43. In the response given to the hearing, it has been stated that an administrative penalty should not be imposed for actions that may have been contrary to the provisions of the Working Life Data Protection Act or legislation other than the General Data Protection Regulation, and according to the response, these issues based on other legislation should not be taken into account as aggravating factors in the penalty payment consideration. In this regard, the sanctioning board refers to the provisions of Article 83, paragraph 5, letter d of the General Data Protection Regulation. According to the mentioned law, an administrative fine can be imposed for all violations of obligations arising from the legislation of a member state approved in accordance with Chapter IX of the General Data Protection Regulation. In addition, reference is made to the provision in Article 88 of the General Data Protection Regulation. Member states can legally issue more detailed rules on the processing of employees' personal data in connection with the employment relationship to ensure the protection of rights and freedoms.

44. Separately, it must be emphasized that the provisions of Article 88 of the General Data Protection Regulation do not leave it to the discretion of the national legislature whether to limit the national regulations issued pursuant to the mentioned article outside the scope of administrative fines.

45. Paragraph 7 of Article 83 of the General Data Protection Regulation provides for the limitation of the scope of administrative penalty payments by national legislation. There is no other national margin of discretion in relation to the scope of administrative fines.

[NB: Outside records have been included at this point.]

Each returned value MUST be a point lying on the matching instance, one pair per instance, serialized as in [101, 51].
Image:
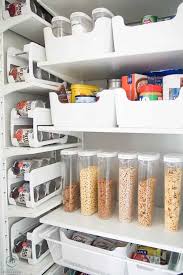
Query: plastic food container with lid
[147, 180]
[71, 188]
[61, 26]
[88, 181]
[173, 188]
[127, 185]
[81, 22]
[106, 184]
[101, 12]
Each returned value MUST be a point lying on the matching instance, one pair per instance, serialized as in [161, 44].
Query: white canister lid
[88, 153]
[173, 158]
[127, 155]
[80, 14]
[107, 154]
[148, 156]
[60, 18]
[102, 10]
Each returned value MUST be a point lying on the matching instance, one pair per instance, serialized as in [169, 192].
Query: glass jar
[127, 185]
[88, 182]
[61, 26]
[71, 189]
[80, 23]
[101, 12]
[106, 184]
[147, 179]
[173, 188]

The decision regarding the imposition of an administrative penalty fee has been made by the members of the penalty panel of the Data Protection Commissioner's office.

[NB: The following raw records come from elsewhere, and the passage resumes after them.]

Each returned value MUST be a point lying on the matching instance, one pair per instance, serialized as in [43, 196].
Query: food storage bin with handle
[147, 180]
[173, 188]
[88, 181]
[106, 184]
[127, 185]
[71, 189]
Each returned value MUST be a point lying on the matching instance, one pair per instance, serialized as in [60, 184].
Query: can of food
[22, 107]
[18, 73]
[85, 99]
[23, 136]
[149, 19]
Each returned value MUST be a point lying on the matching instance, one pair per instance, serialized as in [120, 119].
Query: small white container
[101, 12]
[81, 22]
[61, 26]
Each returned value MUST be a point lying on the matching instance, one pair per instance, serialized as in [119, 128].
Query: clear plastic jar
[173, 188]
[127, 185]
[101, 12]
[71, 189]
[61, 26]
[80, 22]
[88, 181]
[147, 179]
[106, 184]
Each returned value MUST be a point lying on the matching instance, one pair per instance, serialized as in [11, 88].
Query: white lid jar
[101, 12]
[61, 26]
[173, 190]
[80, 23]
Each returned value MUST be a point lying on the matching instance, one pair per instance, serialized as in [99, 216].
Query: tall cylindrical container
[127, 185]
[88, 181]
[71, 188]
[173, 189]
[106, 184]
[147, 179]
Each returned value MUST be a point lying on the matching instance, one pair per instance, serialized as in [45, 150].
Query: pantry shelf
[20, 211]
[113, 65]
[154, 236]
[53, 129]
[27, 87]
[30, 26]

Data Protection Commissioner Anu Talus

Deputy Data Protection Commissioner Heljä-Tuulia Pihamaa

Deputy Data Protection Commissioner Annina Hautala

Inspector General Laura Varjokari presented the case

More information about this decision will be provided by the rapporteur

Chief Inspector Laura Varjokari, tel. 029 56 66771

Applicable legal provisions

Those mentioned in the justifications.

Appeal

According to Section 25 of the Data Protection Act (1050/2018), this decision can be appealed by appealing to the Administrative Court in accordance with the provisions of the Act on Trial in Administrative Matters (808/2019). The appeal is made to the Helsinki Administrative Court.

Service

The decision is notified in accordance with § 60 of the Administrative Act (434/2003) by mail against receipt.

The decision is not legally binding.